Схожими кладбищенскими раздумьями полнятся поэтические монологи А. А. Турчаниновой («Достоинство смерти», «Глас смертного к Богу», «К суете»), Ф. Кокошкина (ода «Человек», 1812), С. Висковатого («Кладбище», 1813), Н. С. Арцыбашева («Бессмертие», 1815), П. Новикова («Весна, сетование над гробом друга», 1819) и особенно учившегося у Мерзлякова и рано умершего С. Г. Саларева (1798–1820), напечатавшего в «Трудах общества любителей российской словесности» сразу несколько поэтических опусов на уже привычную для читателей тему («Гробница», «Скоротечность», 1818; «Ночь», 1820). Для читателей начала XIX в. размышления о смерти звучат, однако, уже не только на сентиментальном, но и на предромантическом фоне средневековых декораций – «готических» романов Горация Уолпола, Уильяма Бекфорда, Мэтью Грегори Льюиса, Анны Радклиф, Чарльза Метьюрина, Жака Казотта, Франсуа Дюкре-Дюмениля с характерной для них «брутализацией» смерти, свирепыми сценами убийств и пыток [Lе́vy 1995]. Размышления о смерти подразумевают при этом уже не только факт смерти, но и то, что он собою подытоживает, – процесс умирания.

Сцены умирания в литературе конца XVIII – начала XIX в. зачастую окрашены назидательно. Таковы, в частности, рассказы и стихи, составившие книгу популярного в эти годы немецкого педагога Иоахима Генриха Кампе «Маленькая детская библиотека» (1779–1784). В представленных у Кампе сюжетах непослушные дети встречают свою смерть и мучительно умирают, став жертвами своего неповиновения и рассеянности. Переводы из Кампе и других нравоучительных повестей рассказывали русскому читателю о маленьких озорниках, озорство которых не прошло для них даром: шаловливый Фердинанд залезает без спросу на лошадь отца, падает с нее и через несколько дней умирает, заболевшая девочка отказывается принимать лекарства и также умирает.
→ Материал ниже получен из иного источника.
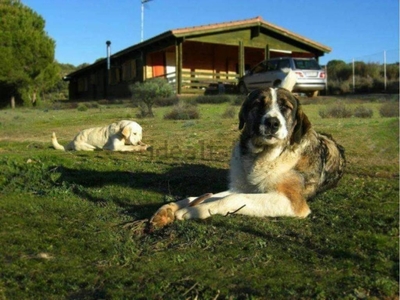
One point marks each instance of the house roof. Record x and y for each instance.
(215, 28)
(257, 21)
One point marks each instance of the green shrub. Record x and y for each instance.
(229, 113)
(182, 112)
(363, 112)
(237, 100)
(82, 107)
(146, 93)
(169, 101)
(338, 110)
(215, 99)
(389, 110)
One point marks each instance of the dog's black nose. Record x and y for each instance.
(272, 124)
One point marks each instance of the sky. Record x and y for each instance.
(354, 29)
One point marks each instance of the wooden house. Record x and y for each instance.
(192, 59)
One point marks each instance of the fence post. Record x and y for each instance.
(354, 79)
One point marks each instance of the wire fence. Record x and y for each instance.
(376, 72)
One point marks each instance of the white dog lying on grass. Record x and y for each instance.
(120, 136)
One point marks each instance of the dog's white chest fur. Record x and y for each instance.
(259, 173)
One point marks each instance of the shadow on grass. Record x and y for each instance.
(178, 181)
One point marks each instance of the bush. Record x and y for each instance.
(237, 100)
(229, 113)
(146, 93)
(169, 101)
(363, 112)
(389, 110)
(183, 112)
(338, 110)
(216, 99)
(82, 107)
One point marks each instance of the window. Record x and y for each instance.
(82, 84)
(114, 76)
(272, 65)
(129, 70)
(306, 64)
(259, 68)
(284, 64)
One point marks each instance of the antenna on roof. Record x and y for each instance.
(142, 24)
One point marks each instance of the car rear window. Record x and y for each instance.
(308, 64)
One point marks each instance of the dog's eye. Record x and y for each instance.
(283, 108)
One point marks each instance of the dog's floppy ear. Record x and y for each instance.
(246, 106)
(126, 132)
(302, 125)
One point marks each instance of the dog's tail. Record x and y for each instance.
(55, 143)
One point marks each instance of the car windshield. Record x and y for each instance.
(308, 64)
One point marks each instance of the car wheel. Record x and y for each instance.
(312, 94)
(242, 88)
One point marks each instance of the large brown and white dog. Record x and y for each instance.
(278, 163)
(120, 136)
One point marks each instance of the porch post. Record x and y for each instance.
(178, 67)
(266, 52)
(241, 59)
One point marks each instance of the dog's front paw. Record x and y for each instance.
(164, 215)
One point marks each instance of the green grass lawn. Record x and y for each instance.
(64, 216)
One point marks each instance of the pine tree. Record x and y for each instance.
(27, 63)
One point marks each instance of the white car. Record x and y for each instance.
(311, 78)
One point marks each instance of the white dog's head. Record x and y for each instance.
(131, 131)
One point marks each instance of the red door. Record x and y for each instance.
(158, 61)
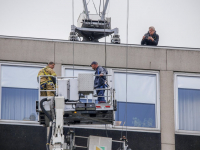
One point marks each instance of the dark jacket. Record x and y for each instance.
(150, 42)
(100, 81)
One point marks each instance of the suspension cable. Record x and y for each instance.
(95, 7)
(73, 25)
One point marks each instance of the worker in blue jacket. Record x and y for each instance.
(100, 80)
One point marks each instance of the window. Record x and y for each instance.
(19, 92)
(187, 102)
(141, 106)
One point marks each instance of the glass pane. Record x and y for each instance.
(141, 88)
(69, 73)
(138, 114)
(189, 112)
(19, 104)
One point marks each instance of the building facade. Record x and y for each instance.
(157, 88)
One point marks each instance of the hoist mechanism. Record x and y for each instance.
(92, 27)
(75, 103)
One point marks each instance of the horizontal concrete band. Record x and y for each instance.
(151, 58)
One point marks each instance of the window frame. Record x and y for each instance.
(128, 128)
(20, 64)
(176, 108)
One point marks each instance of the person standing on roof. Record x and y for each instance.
(150, 38)
(47, 83)
(100, 80)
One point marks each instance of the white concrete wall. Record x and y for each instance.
(167, 61)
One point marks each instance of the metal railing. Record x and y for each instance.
(107, 96)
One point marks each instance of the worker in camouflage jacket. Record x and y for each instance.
(100, 80)
(47, 83)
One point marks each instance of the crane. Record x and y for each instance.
(92, 27)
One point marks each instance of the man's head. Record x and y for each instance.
(51, 65)
(151, 30)
(94, 65)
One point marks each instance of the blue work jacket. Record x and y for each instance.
(100, 81)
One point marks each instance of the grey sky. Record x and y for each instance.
(176, 21)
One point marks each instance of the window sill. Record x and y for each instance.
(19, 122)
(186, 132)
(119, 128)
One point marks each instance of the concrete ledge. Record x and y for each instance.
(26, 50)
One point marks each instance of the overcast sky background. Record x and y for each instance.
(176, 21)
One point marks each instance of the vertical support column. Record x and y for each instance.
(104, 10)
(85, 9)
(57, 69)
(167, 110)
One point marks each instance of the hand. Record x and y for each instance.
(101, 75)
(150, 38)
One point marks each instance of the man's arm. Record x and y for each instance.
(102, 71)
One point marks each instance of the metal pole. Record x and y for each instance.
(104, 10)
(85, 9)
Дети падают в колодцы, проваливаются под лед, случайно стреляются из отцовских пистолетов, глотают иголки для шитья (все примеры из журналов «Золотое зеркало» и «Детский магнит», 1783–1800). Смерть грозит отовсюду. Включенное в «Собрание лучших сочинений» А. С. Шишкова (1810) переложение стихотворения того же Кампе – ранний отечественный опыт в разработке мотива, становящегося в эти же годы одним из характерных патографических мотивов европейской литературы:

Малютка Лиза на постеле
Лежит отчаянно больна;
Душа не держится уж в теле,
Страдает и как тень бледна.
Прегорькими над ней слезами
Несчастная рыдает мать
И уст касается устами,
Ей хочет жизнь свою отдать.
Но тщетно бедная стенает
И громко к небу вопиет:
Смерть сожаления не знает,
Кто должен умереть – умрет…
…Она вздохнула,
Рукою сотворила крест,
На мать впоследние взглянула
И отошла от здешних мест.
[Шишков 1810: 218–219]

Ту же тему подхватывает Кокошкин, живописуя сцену, сентиментальность которой также не лишена зловеще утрированного «реализма».

Прелестна, милая супруга,
В тоске, став жертвою недуга,
Скончала горестные дни,
А с ней… страдалец, отдохни!
Сбери души последни силы:
Твой первенец, младенец милый,
Прелестный ангел в пеленах,
Твоя надежда и отрада,
Погиб в страданиях лютых глада
На хладных матери грудях!
[Кокошкин 1812: 36]

В напоминание о неисповедимости Божественного промысла смерть безгрешного младенца прочитывается в этих стихах как развитие давней мифопоэтической аналогии «гроб – колыбель», приобретающей в те же годы узнаваемую литературную окраску и поэтологическую дидактику (в 1830-е гг. к ней запоздало обратится В. Г. Бенедиктов в переводном стихотворении «Колыбель и могила»):

Могила! Колыбель! Вы обе в высь мечтанья
Возносите наш дух от праха дольних мест <…>
Вы обе блещете зарей и обновленьем;
В обеих скрыт залог неведомых чудес.

Детские эпитафии – эпитафии реальные и мнимые – разнообразят жанр, демонстрирующий в конце XVIII – начале XIX в. небывалую со времен Античности читательскую востребованность. Замечательно, что авторы не только литературных, но и вполне реальных надгробных стихотворений нередко обращаются именно к «читателю», приходящему на смену привычному кладбищенскому «прохожему».

Читатели любезны!
Прими от нас глас слезный…
(Петербург, Смоленское православное кладбище. А. М. Хавроньину и его супруге. 1783 г.);
Читатель! Если ты с чувствительной душой,
Почти слезою прах того, кто был любезен…
(Москва, Введенское кладбище. А. Ф. Руско. 1808) [Царькова 1999: 188]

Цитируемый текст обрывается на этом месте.